To explain general relativity, Greene used the analogy of a thin horizontal rubber sheet. If the sheet was perfectly flat, a marble placed on the sheet would have no tendency to roll in any direction. If a bowling ball was placed on the sheet, it would form a large depression. The marble would roll down into the depression, toward the bowling ball. The heavier the bowling ball, the bigger the depression, and the faster the marble will would roll toward it. If the bowling ball were removed very quickly, the rubber sheet would take a short time to return to its flat shape. That amount of time is analogous to the speed of gravity.

“Gravity is the fabric of space and time,” Greene said. “Einstein’s theory works just a little better than Newton’s.”

In the case of the sun disappearing, general relativity states that the earth would remain in orbit for eight minutes after the sun is gone. This is the time it would take for the gravity wave to reach earth and release it from the depression in space that is currently holding it the sun’s orbit.

Besides relativity, there is another area of physics that has changed markedly in the last century. This field is called quantum theory, and it describes how physics works on a very small scale. Greene said that on a macro scale, the warping of space is very smooth, like a smooth depression in a rubber sheet. On the micro scale, space is not smooth. It is constantly churning and moving, like the surface of boiling water. Quantum theory describes this rapid and chaotic motion, and has some startling physical conclusions.

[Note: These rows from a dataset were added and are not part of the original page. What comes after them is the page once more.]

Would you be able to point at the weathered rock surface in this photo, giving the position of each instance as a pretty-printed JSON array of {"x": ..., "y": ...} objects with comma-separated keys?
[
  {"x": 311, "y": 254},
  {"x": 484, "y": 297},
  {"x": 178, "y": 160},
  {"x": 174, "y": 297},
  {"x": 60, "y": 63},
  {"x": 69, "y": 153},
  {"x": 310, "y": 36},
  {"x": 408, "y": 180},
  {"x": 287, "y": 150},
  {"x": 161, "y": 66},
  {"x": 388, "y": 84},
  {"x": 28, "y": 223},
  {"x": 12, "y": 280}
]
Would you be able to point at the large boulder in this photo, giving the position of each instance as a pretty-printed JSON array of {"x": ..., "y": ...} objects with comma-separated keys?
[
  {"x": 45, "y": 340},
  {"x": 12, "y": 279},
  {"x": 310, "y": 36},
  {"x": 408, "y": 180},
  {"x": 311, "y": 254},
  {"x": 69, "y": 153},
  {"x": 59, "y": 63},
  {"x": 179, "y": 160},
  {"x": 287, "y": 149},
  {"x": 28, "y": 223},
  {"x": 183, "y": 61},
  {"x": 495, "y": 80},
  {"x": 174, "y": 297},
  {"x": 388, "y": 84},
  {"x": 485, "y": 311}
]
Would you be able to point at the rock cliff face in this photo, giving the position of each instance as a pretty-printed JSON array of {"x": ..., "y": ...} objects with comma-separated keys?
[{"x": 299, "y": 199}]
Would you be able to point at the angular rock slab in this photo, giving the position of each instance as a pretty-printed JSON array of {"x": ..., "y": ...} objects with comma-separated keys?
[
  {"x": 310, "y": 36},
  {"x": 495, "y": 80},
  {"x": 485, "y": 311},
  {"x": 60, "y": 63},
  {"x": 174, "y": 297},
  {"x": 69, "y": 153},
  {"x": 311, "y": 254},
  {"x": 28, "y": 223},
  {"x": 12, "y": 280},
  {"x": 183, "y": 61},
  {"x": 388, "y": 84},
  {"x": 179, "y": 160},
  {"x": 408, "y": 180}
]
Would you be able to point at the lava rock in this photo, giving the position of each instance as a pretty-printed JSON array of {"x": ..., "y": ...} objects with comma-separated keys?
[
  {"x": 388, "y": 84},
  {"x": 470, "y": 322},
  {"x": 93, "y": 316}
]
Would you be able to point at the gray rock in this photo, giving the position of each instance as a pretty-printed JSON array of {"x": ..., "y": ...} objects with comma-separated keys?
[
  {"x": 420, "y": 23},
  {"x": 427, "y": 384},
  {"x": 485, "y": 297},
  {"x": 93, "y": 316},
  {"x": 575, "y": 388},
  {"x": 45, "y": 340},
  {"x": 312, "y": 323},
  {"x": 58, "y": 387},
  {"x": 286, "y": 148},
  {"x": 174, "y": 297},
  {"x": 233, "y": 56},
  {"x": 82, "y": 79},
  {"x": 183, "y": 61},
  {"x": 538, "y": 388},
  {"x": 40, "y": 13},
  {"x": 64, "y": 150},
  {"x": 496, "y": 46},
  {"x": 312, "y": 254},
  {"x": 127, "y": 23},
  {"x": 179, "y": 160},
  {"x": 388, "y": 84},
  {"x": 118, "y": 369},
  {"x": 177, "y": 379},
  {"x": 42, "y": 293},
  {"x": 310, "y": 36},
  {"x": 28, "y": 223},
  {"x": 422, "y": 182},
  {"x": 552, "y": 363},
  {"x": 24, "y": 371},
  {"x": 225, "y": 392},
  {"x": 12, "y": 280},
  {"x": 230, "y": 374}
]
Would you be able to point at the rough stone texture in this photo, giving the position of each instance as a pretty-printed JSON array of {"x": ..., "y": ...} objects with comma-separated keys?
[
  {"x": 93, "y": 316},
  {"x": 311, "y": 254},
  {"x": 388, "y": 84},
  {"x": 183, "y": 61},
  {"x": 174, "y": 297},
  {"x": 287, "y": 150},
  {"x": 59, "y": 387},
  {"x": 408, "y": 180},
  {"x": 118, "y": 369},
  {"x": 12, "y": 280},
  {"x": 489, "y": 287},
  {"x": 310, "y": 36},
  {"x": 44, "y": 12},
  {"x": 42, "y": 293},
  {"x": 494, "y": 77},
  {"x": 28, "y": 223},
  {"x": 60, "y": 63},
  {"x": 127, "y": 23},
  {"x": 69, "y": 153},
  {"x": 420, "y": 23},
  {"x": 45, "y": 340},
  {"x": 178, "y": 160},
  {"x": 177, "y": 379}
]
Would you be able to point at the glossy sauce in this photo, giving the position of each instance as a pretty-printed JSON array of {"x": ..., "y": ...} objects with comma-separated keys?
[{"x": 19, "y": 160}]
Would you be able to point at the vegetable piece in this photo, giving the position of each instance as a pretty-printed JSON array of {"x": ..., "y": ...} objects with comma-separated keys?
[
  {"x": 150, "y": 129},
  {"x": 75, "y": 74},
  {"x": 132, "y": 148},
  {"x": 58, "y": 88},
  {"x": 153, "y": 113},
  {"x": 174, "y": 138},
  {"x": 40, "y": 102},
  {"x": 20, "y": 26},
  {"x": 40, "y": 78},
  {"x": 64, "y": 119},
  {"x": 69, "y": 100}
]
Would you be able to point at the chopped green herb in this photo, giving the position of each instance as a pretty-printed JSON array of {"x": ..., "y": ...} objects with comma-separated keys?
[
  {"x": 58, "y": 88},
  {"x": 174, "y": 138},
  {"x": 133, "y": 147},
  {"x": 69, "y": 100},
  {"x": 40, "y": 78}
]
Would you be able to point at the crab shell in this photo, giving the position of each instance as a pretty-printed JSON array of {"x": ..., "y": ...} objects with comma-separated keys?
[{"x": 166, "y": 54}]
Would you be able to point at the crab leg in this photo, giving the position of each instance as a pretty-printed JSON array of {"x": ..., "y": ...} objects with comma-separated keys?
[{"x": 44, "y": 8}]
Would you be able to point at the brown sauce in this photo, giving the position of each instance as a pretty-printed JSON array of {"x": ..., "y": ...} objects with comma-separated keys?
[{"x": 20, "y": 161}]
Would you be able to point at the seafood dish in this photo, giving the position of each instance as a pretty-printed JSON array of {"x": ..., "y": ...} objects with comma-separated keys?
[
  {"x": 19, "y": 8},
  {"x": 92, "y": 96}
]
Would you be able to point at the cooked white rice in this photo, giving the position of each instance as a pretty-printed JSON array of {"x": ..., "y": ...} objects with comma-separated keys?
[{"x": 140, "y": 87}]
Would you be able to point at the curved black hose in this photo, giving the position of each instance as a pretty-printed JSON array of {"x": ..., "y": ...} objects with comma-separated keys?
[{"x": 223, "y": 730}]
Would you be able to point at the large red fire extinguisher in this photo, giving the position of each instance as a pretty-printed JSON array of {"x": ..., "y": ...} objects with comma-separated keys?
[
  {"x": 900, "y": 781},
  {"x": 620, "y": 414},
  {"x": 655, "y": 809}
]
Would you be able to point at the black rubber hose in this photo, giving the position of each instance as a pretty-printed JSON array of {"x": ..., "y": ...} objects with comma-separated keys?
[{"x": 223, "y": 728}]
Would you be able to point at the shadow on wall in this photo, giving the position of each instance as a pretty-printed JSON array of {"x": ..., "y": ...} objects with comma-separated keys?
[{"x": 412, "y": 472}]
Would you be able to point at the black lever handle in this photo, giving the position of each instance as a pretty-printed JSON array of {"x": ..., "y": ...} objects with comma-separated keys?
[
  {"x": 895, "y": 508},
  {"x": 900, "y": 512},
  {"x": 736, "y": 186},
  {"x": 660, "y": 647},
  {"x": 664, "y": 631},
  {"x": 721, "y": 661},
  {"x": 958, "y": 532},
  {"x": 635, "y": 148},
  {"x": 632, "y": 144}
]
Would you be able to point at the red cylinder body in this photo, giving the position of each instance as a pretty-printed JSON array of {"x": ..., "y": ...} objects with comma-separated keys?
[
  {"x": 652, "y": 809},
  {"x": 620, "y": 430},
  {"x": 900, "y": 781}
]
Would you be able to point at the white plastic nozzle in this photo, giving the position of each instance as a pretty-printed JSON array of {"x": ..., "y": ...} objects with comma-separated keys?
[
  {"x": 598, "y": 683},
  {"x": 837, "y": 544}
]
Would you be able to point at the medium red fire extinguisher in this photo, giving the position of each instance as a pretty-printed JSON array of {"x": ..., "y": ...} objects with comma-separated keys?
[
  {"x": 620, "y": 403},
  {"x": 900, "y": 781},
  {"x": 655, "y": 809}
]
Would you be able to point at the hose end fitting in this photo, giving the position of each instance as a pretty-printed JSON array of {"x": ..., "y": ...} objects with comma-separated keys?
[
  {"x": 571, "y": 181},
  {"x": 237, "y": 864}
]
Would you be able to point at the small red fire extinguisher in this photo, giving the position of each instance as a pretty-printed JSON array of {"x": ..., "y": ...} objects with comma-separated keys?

“If you fire a particle like an electron at a barrier that classically it could not penetrate, quantum theory says there is a small chance it can,” Greene said.

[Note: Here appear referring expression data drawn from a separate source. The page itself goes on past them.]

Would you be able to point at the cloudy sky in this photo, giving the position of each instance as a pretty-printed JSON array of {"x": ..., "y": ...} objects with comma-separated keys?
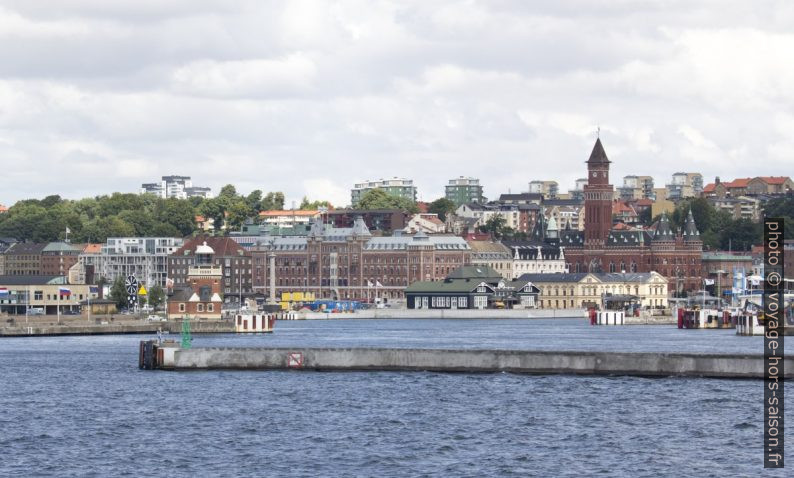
[{"x": 309, "y": 97}]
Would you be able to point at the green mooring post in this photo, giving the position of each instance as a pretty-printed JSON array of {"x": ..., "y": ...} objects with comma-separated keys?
[{"x": 186, "y": 338}]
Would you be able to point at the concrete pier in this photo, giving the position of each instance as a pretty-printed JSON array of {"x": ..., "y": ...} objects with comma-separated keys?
[
  {"x": 441, "y": 360},
  {"x": 172, "y": 327}
]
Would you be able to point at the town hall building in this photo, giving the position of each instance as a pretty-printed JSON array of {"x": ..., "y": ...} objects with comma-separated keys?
[{"x": 676, "y": 255}]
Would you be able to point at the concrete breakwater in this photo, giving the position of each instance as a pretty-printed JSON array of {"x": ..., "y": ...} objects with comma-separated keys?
[
  {"x": 442, "y": 360},
  {"x": 172, "y": 327},
  {"x": 397, "y": 313}
]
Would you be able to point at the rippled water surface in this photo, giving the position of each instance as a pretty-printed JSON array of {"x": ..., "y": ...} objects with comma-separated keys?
[{"x": 79, "y": 406}]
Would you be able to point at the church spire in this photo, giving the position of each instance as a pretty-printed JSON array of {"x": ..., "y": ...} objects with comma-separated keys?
[
  {"x": 598, "y": 155},
  {"x": 691, "y": 232}
]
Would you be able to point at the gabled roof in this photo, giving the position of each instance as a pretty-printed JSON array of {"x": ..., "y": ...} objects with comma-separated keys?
[
  {"x": 32, "y": 280},
  {"x": 598, "y": 155},
  {"x": 447, "y": 286}
]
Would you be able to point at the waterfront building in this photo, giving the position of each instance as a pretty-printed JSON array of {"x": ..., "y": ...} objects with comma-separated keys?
[
  {"x": 399, "y": 187},
  {"x": 40, "y": 294},
  {"x": 722, "y": 266},
  {"x": 464, "y": 191},
  {"x": 741, "y": 207},
  {"x": 676, "y": 255},
  {"x": 533, "y": 257},
  {"x": 286, "y": 218},
  {"x": 199, "y": 296},
  {"x": 350, "y": 263},
  {"x": 586, "y": 289},
  {"x": 427, "y": 223},
  {"x": 548, "y": 189},
  {"x": 637, "y": 187},
  {"x": 761, "y": 185},
  {"x": 180, "y": 187},
  {"x": 684, "y": 185},
  {"x": 472, "y": 287},
  {"x": 382, "y": 220},
  {"x": 24, "y": 258},
  {"x": 146, "y": 258},
  {"x": 58, "y": 257},
  {"x": 567, "y": 213},
  {"x": 234, "y": 261},
  {"x": 494, "y": 255}
]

Greene went on to say that there is even a chance that he could walk into a solid stone column and come out on the other side. The probability is extremely low, but it is not zero according to quantum theory.

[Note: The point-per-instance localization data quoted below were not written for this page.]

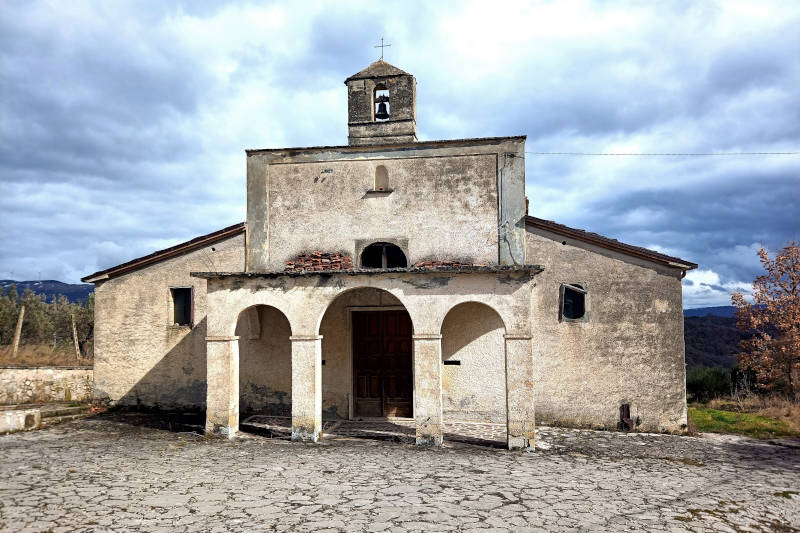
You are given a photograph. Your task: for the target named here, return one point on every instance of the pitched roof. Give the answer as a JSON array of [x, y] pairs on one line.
[[178, 249], [611, 244], [379, 69]]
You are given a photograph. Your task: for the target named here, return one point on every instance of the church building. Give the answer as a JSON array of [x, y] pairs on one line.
[[396, 278]]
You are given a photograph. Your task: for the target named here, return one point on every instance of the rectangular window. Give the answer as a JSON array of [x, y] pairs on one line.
[[573, 301], [181, 306]]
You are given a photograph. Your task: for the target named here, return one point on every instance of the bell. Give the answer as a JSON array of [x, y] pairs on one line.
[[382, 113]]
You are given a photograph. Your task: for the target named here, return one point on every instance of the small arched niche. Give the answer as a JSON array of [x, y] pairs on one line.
[[381, 178], [381, 106], [383, 255]]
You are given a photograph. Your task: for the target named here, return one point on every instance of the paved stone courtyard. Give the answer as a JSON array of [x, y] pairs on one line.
[[129, 472]]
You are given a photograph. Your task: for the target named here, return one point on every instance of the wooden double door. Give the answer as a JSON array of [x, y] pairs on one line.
[[382, 363]]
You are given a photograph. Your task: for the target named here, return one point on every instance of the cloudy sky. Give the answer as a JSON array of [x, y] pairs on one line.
[[123, 124]]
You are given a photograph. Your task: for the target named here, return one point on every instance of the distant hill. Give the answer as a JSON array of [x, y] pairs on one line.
[[75, 292], [710, 333], [711, 341], [723, 310]]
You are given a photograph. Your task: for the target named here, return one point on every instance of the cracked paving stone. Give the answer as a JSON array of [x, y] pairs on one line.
[[115, 472]]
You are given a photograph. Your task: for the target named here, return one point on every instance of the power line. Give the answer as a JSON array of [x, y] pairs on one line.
[[666, 153]]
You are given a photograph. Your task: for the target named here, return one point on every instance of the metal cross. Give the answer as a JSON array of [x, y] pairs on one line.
[[381, 46]]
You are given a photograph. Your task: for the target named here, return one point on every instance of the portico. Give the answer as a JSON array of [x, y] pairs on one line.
[[426, 294]]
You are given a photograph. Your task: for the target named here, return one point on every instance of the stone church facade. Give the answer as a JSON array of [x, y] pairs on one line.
[[396, 278]]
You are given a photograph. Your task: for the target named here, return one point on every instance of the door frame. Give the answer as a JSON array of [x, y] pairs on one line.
[[351, 403]]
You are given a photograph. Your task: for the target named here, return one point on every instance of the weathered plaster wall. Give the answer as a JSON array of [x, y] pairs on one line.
[[336, 328], [325, 206], [629, 350], [475, 390], [139, 357], [444, 201], [20, 385], [265, 362]]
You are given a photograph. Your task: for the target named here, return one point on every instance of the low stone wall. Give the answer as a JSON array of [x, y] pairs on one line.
[[31, 384]]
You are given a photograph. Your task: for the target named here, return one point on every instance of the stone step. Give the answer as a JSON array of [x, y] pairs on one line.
[[53, 420], [60, 411]]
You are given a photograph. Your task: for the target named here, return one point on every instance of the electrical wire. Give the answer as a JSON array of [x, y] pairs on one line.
[[665, 153]]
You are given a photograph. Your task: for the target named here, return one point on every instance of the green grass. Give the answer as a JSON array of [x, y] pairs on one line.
[[760, 427]]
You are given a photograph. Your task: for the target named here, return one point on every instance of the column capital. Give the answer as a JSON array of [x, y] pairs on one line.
[[427, 337], [222, 338], [305, 338]]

String theory provides a way to unify the smoothness of macro space and the roughness and chaos of micro space, Greene said. The basic concept of string theory is that every piece of matter in the universe is composed of very small vibrating loops of string. The pattern of vibrations, much like the pattern of vibrations on the string of a musical instrument, determines the properties of the particle it composes, Greene said.

The dilemma is that the mathematics behind string theory require the tiny loops of string to vibrate in 10 dimensions. This is a problem because no person has ever seen more than three dimensions. This conclusion does not daunt string theorists like Greene. He explained one way in which the other seven dimensions could be hidden to observers by rolling up a sheet of paper. If the flat plane of paper represented space, it has two dimensions: top to bottom, and left to right. If the paper is rolled up into a cylinder, the left to right [[left-to-right]] dimension is unchanged, but the top to bottom [[top-to-bottom]] dimension is changed into clockwise or counterclockwise. If the paper is rolled tighter, the cylinder will be come very thin, and from afar it may look like a simple line with no rolled-up clockwise dimension. This may be how the seven other dimensions of string theory are hidden.

Greene said that string theory could be strengthened by observational data from space. When the universe was young, the strings that made up all matter were very energetic. As the universe cooled down and expanded, the imprint left from the energetic strings may have remained. Thus, there could be large, string-shaped artifacts in space waiting be found that would provide evidence for string theory.

“Nothing to me would be more poetic; no outcome would be more graceful … than for us to confirm our theories of the ultramicroscopic makeup of spacetimea and matter by turning our giant telescopes skyward and gazing at the stars,” Greene said.